Dengan adanya pembangunan bidang hukum terkait RPJN ini, diharapkan bahwa
dapat terwujudnya Indonesia yang demokratis, berlandaskan hukum dan
berkeadilan ditunjukkan oleh hal- hal berikut:
1. Terciptanya supremasi hukum dan penegakkan hak-hak asasi manusia yang
bersumber pada Pancasila dan Undang-Undang Dasar Negara Republik
Indonesia Tahun 1945 serta tertatanya sistem hukum nasional yang
mencerminkan kebenaran, keadilan, akomodatif, dan aspiratif.
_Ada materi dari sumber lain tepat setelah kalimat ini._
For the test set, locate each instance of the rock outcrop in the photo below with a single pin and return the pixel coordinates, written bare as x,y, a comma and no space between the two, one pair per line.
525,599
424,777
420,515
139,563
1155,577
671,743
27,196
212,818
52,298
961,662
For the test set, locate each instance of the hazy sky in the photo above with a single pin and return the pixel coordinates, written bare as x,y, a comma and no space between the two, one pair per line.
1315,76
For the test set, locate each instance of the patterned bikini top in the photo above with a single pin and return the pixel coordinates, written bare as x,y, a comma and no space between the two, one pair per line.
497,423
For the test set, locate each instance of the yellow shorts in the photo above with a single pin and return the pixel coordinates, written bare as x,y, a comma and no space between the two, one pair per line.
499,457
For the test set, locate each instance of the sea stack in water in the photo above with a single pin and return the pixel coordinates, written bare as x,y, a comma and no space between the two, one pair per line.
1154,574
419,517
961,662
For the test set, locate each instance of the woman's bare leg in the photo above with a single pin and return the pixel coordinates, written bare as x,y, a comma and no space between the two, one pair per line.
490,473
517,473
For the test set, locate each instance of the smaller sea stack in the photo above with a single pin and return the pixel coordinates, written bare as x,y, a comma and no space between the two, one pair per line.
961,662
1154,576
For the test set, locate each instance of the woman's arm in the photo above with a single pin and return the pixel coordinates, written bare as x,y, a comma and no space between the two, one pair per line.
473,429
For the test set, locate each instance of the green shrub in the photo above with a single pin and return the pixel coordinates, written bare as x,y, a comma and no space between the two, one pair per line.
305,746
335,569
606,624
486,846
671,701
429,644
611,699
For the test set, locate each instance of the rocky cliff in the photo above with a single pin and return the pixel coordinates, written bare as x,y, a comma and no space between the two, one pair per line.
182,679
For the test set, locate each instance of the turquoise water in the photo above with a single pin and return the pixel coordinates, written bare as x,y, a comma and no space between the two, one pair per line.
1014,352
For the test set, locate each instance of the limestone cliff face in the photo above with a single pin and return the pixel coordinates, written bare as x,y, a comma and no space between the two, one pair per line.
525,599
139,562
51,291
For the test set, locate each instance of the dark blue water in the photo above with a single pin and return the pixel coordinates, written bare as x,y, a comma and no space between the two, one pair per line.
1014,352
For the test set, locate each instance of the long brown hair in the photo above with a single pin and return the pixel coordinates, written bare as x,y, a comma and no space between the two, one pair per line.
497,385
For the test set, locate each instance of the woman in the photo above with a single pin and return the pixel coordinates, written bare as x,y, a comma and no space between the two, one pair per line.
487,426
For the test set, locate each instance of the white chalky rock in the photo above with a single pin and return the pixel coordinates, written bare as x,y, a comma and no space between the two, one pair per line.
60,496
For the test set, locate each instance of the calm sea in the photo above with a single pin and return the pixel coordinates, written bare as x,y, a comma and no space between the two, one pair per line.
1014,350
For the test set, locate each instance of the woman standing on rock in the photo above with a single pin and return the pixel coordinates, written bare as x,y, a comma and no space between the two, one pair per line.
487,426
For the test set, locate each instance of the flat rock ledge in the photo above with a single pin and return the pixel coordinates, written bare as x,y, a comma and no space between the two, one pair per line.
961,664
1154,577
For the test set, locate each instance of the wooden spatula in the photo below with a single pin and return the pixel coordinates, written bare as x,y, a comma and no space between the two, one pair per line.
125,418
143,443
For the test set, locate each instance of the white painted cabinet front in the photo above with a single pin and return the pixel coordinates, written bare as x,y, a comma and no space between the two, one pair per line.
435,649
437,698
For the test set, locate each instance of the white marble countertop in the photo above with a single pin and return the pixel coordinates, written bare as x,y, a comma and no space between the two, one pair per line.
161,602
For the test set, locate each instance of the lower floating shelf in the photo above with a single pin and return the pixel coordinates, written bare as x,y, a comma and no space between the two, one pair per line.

Terciptanya
penegakan hukum tanpa memandang kedudukan, pangkat, dan jabatan
seseorang demi supremasi hukum dan terciptanya penghormatan pada hakhak
asasi manusia.
2. Menciptakan landasan konstitusional untuk memperkuat kelembagaan demokrasi.
3. Memperkuat peran masyarakat sipil dan partai politik dalam kehidupan politik.
4. Memantapkan pelembagaan nilai-nilai demokrasi yang menitikberatkan pada
prinsip-prinsip toleransi, non-diskriminasi, dan kemitraan.
5. Terwujudnya konsolidasi demokrasi pada berbagai aspek kehidupan politik yang
dapat diukur dengan adanya pemerintah yang berdasarkan hukum, birokrasi yang
professional dan netral, masyarakat sipil, masyarakat politik dan masyarakat
ekonomi yang mandiri, serta adanya kemandirian nasional.